Not strength, but trust

Publish date 12-08-2023

by Renato Bonomo

When Pacem in terris was published on April 11, 1963, Pope John XXIII wanted to offer a glimpse of hope to the world that seemed to be falling into a spiral of growing conflict. The critical episodes had been numerous and serious, the most significant being the construction of the Berlin wall (1961) and the Cuban missile crisis (1962) which saw a frontal confrontation between Kennedy's USA and Khrushchev's USSR. On that occasion, the Americans established a naval blockade around Cuba to prevent the Soviets from equipping the launch pads built in Cuba with missiles. After a few days in October of very high tension, the Soviets gave up. It was precisely the fear of a nuclear apocalypse that prompted the pope to speed up the drafting of an encyclical letter dedicated to peace.

Although belonging to the trend of the social doctrine of the Church inaugurated by Leo XIII with the Rerum Novarum of 1891, the Pacem in Terris breaks out of the typical schemes of a certain rigid ecclesiastical doctrinal language to embrace a new communicative style, capable of going beyond the ideological fences that divided the world in those years and - above all - of offering an unprecedented openness to the modern world. For some scholars, the encyclical is the first manifesto of the Church's entry into the modern world which, without debasing or denying tradition, rather enhancing it and making it available to peoples, wishes to listen and dialogue with humanity. With the awareness that faith is always placing oneself with others and not against them: "All men of good will have an immense task: the task of recomposing the relationships of coexistence in truth, justice, love, freedom : […]. A most noble task which is that of bringing about true peace in the order established by God [87]".

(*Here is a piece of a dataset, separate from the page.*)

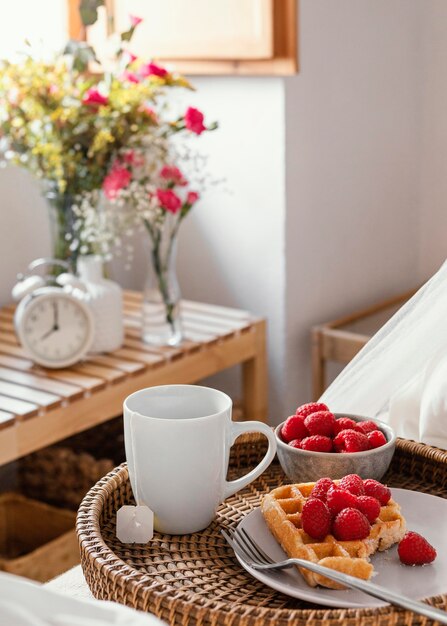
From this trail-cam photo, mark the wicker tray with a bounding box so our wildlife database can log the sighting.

Among the many themes present in the encyclical letter (the rights and duties of the person, the importance of responsibility, the common good, the common belonging to the human family of all peoples, the relationships within political communities and between political communities), the issue of disarmament should be underlined. «It is also painful to note how in the most economically developed political communities gigantic armaments have been created and continue to be created; how a very high percentage of spiritual energies and economic resources are absorbed for this purpose; the citizens of those political communities themselves are subjected to considerable sacrifices; while other political communities are consequently deprived of collaborations indispensable to their economic development and their social progress [59]». John XXIII recalls how peace cannot be limited to being "founded on the balance of forces" because it would be the cause of a fatal arms race, above all due to the presence of nuclear weapons. Certainly the deterrence of the possession of atomic weapons could stop a conflict in the bud, but how can we exclude unpredictable facts or not take into consideration the nightmare and the threat that all peoples should face? “Therefore justice, wisdom and humanity demand that the arms race be stopped, that already existing armaments be reduced simultaneously and reciprocally; ban nuclear weapons; and we finally arrive at disarmament supplemented by effective controls [60]".

But the pope reminds us - with extraordinary prophetic clarity - true peace passes from the conversion of one's heart which renounces using every reality as a weapon: "However, it must be recognized that stopping armaments for war purposes, their effective reduction and, even more so, their elimination are impossible or almost impossible, if at the same time a complete disarmament were not carried out; that is, if the spirits are not disassembled, sincerely striving to dissolve, in them, the psychosis of war: which implies, in turn, that the criterion of peace based on the balance of armaments is replaced by the principle that the true peace can only be built in mutual trust. We believe that this is an objective that can be achieved [61]». Not strength, but trust. Even in this time of war that has reappeared in Europe, we must not forget that the prospect of complete disarmament must remain the fundamental objective towards which to strive.